Il était une fois … Hiroshima

Il était une fois … Hiroshima

Chaque 6 août de chaque année j’ai le moral dans les chaussettes. Hiroshima me hante. Cette folie des hommes m’empêche d’être heureux ce jour-là. Et l’amertume s’invite aussi, car j’entends presque tous les jours parler de l’Holocauste, et jamais rien sur cette abomination. Ou presque. Parce que l’Holocauste a été perpétré par les "méchants" Allemands tandis que la bombe atomique a été lancée par les "gentils" Américains ? Pour ceux qui n’ont aucune idée de ce que peut être le feu atomique, voici trois récits (avant, pendant, après) narrés par un maître de la littérature nippone.

N’oubliez jamais, peuple de la terre, que le 6 août 1945, à huit heures et quinze minutes, par un beau matin, l’une des pires abominations de l’histoire de l’humanité fut commise. Acte insensé qui, aujourd’hui encore, ravage les descendants des victimes innocentes, civils sacrifiés sur l’autel de la guerre totale !
Et comme cela ne suffisait pas, le 9 août, à onze heures et deux minutes, les USA récidivèrent sur Nagasaki.

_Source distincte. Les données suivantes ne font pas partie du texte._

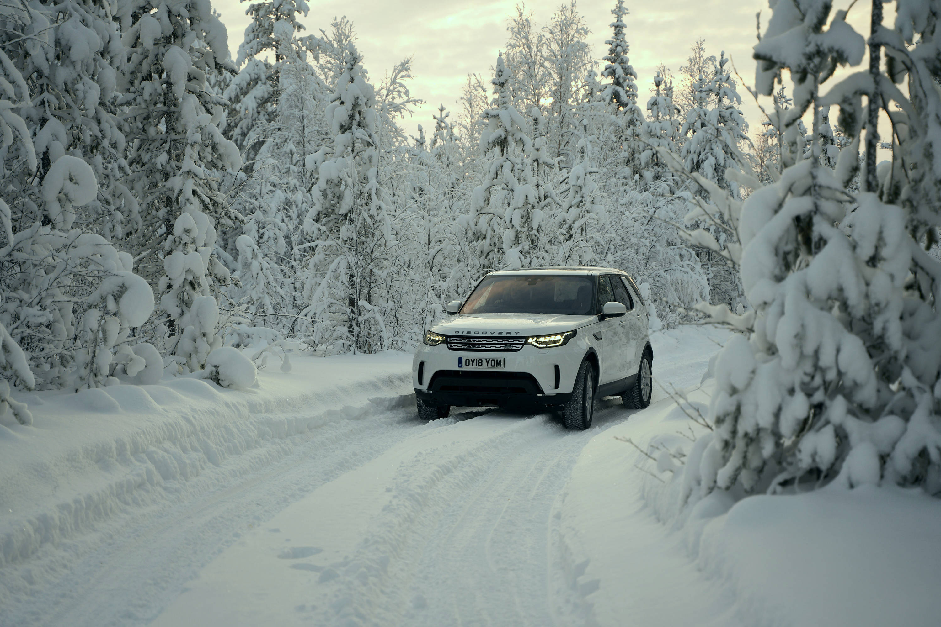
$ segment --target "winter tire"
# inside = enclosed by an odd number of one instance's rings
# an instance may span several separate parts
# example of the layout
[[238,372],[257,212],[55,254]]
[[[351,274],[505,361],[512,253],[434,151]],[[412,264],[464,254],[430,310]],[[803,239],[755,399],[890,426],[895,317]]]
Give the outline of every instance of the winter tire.
[[629,409],[645,409],[650,404],[653,392],[653,370],[650,367],[650,353],[645,353],[637,368],[637,379],[627,392],[621,395],[621,402]]
[[439,418],[446,418],[451,415],[451,405],[444,405],[443,407],[429,405],[421,399],[415,399],[415,404],[418,406],[418,417],[423,420],[438,420]]
[[592,365],[582,362],[575,377],[572,398],[562,407],[562,418],[566,429],[583,431],[591,427],[595,415],[595,371]]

Alors oui, c’est bien au XXème siècle que l’humanité pris fin libérant la barbarie sous les traits de nazis, d’abord, puis dans les mains de l’Empire qui, aujourd’hui encore, après la terreur portée au Viet-Nâm, au Cambodge et en Corée, récidive en Irak …
Que devions-nous voir ces ombres des corps fondus sur les murs, ces sculptures de bouteilles entrelacées, ces fantômes d’humains en guenilles, ces milliards de cheveux tombés en une seule fois, ces montres tordues aux aiguilles figées à l’heure H, toutes ces mains aux ongles déformés et aux phalanges anarchiques ; de quel droit nous offrir ces images insupportables de lambeaux de peau pendants à l’extrémité de membres atrocement brûlés ; qui pouvait imaginer ces rivières charriant des cadavres par centaines ?

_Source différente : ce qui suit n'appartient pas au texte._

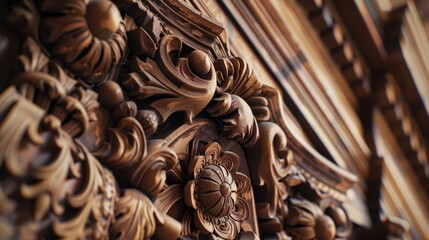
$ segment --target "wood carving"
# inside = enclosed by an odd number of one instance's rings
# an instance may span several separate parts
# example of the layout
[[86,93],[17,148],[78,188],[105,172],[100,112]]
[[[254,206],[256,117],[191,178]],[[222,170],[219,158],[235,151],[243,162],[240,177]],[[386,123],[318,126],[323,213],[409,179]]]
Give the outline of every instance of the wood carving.
[[222,27],[170,0],[12,9],[0,238],[348,237],[355,177],[289,130]]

Hiroshima marquée pour l’éternité du sceau du mal absolu, ville martyre qui sera désormais l’étendard mondial de la Paix. Alors, comme l’avait interdit Adorno pour les Juifs, devait-on aussi faire silence au nom du respect des victimes ? Sur l’instant, certainement ; puis le temps s’amplifiant, il convenait, tout comme pour l’Holocauste, de briser l’anathème et d’écrire pour réveiller la mémoire qui s’endort trop vite sur ses certitudes. Pour briser, aussi, le malveillant mensonge du déni, du rejet de la responsabilité, et pour allumer le feu de l’espoir, de l’amour, même si cela ne sert à rien. Tout le moins à donner de merveilleuses choses, comme Pluie noire, un roman bouleversant écrit par Masuji Ibuse (1898-1993) ; ou cet chef-d’œuvre du Septième art, Hiroshima mon amour d’Alain Resnais sur un scénario de Marguerite Duras, où Emmanuelle Riva et Eiji Okada nous révélaient à nous, Français, en un trait d’union symbolique et émouvant, l’union de nos deux cultures, l’ampleur aussi que pouvait prendre une tragédie collective au travers d’un drame personnel ; et surtout, l’incommunicabilité de la douleur qui en résulte.

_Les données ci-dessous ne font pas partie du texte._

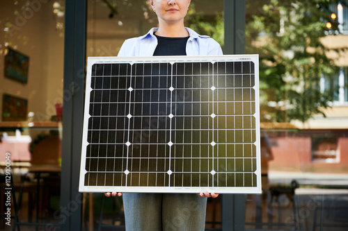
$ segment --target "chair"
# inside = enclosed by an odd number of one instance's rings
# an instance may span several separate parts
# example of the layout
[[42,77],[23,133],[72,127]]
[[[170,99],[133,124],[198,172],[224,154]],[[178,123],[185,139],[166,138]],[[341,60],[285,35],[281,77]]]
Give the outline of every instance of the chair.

Tamiki Hara (190561951), l’auteur de ces nouvelles, est né à Hiroshima. Issu d’une famille nombreuse, il s’intéressa très jeune à la littérature, et alla tout naturellement poursuivre ses études dans la prestigieuses université de Keiô. Il devint très vite un jeune écrivain brillant, engagé politiquement, tout en étant, dans la vie de tous les jours, un jeune homme sensible et renfermé.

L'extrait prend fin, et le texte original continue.